Oui. Les questions, les niveaux et les thématiques sont modifiables, et vous pouvez ajouter les spécificités de vos matières, fruits et légumes frais, céréales, épices ou alimentation animale. L’IA génère la déclinaison à partir de vos cahiers des charges et de vos plans de surveillance.
Le diagnostic couvre-t-il les tolérances à l’importation ?
Oui, une thématique y est consacrée : identification des substances non approuvées dans l’Union, vérification des tolérances applicables aux produits importés, exigences documentaires et articulation avec les contrôles renforcés à l’entrée.
Comment s’articule-t-il avec les contaminants et les résidus vétérinaires ?
Les dispositifs partagent la même logique : analyse de risque, plan de surveillance, règle de décision, gestion des dépassements. Les référentiels correspondants existent au catalogue et une feuille de route transversale consolide plusieurs diagnostics sans dupliquer les actions.
Peut-on comparer plusieurs sites entre eux ?

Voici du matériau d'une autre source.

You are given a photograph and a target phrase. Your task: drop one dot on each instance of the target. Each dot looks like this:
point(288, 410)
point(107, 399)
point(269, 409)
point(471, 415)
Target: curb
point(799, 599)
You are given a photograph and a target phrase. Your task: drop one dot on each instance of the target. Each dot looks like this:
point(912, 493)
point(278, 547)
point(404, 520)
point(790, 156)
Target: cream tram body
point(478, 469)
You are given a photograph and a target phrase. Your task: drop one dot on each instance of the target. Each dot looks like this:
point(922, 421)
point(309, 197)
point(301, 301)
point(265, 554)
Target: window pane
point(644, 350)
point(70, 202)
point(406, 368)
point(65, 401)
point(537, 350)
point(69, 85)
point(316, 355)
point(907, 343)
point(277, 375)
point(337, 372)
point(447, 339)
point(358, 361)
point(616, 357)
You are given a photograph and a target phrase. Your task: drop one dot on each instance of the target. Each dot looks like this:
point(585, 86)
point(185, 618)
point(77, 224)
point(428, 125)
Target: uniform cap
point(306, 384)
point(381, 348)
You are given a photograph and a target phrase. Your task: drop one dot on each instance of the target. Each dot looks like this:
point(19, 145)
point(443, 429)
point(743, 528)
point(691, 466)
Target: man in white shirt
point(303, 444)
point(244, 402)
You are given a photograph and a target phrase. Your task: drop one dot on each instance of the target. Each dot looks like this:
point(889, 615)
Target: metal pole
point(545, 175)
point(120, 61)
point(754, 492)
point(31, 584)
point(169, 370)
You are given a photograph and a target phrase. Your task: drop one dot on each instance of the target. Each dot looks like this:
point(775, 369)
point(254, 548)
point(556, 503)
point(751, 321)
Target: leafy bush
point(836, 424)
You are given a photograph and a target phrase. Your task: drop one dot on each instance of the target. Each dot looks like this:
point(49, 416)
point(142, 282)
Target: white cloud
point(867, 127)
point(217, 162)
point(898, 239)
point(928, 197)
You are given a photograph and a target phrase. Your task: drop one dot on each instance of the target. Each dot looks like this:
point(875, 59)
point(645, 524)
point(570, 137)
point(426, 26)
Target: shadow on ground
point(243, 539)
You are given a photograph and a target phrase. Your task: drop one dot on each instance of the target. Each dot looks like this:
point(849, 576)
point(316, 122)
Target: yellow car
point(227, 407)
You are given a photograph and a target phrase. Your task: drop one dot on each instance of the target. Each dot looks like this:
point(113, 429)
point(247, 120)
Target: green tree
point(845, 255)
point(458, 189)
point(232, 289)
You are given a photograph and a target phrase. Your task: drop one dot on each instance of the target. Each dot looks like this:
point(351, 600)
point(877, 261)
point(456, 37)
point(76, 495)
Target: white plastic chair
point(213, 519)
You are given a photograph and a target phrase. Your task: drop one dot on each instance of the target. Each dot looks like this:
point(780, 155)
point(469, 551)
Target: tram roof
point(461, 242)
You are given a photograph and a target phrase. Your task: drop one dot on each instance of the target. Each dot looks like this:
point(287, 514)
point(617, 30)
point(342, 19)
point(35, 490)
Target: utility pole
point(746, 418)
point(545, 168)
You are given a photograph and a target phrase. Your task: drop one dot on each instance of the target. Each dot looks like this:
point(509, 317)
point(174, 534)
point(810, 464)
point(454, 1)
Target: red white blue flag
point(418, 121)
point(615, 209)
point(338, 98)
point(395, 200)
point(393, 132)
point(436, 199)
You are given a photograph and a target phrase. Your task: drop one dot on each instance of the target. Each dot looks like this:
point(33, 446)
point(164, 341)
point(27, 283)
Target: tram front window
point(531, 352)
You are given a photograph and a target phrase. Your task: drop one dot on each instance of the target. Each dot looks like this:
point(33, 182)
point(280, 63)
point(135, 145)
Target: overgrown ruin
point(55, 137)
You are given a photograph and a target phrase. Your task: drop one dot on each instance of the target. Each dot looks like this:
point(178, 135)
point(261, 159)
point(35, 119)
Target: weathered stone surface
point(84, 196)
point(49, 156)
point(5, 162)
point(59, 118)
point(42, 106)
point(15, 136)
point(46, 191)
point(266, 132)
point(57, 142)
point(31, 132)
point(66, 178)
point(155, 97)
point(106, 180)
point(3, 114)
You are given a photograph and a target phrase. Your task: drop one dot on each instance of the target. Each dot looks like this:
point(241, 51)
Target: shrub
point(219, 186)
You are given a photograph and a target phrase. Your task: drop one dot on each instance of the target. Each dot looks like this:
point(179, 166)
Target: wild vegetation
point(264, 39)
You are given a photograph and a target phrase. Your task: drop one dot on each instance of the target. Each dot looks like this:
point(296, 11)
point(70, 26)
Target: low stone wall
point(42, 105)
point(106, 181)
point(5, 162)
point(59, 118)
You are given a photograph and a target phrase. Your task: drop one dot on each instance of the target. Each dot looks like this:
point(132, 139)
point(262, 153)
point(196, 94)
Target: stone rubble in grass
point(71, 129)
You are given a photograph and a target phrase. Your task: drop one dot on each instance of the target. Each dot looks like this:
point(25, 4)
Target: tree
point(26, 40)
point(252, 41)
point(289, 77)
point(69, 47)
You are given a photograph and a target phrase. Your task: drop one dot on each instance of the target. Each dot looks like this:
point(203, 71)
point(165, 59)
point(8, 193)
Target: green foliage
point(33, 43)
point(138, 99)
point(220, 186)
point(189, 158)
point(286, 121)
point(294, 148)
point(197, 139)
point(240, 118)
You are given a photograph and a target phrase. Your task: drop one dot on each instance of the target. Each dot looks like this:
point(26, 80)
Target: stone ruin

Oui. Le diagnostic peut être déployé de manière industrielle sur plusieurs sites ou business units, avec un benchmark interne et une comparaison avec vos propres évaluations passées. Les résultats se restituent dans un espace collaboratif à vos couleurs.
Où sont hébergées les données ?
En France, chez OVH, avec sauvegarde chez Scaleway. Aucun transfert hors Union européenne. Les modèles d’IA mobilisés peuvent être sélectionnés, y compris parmi des solutions européennes.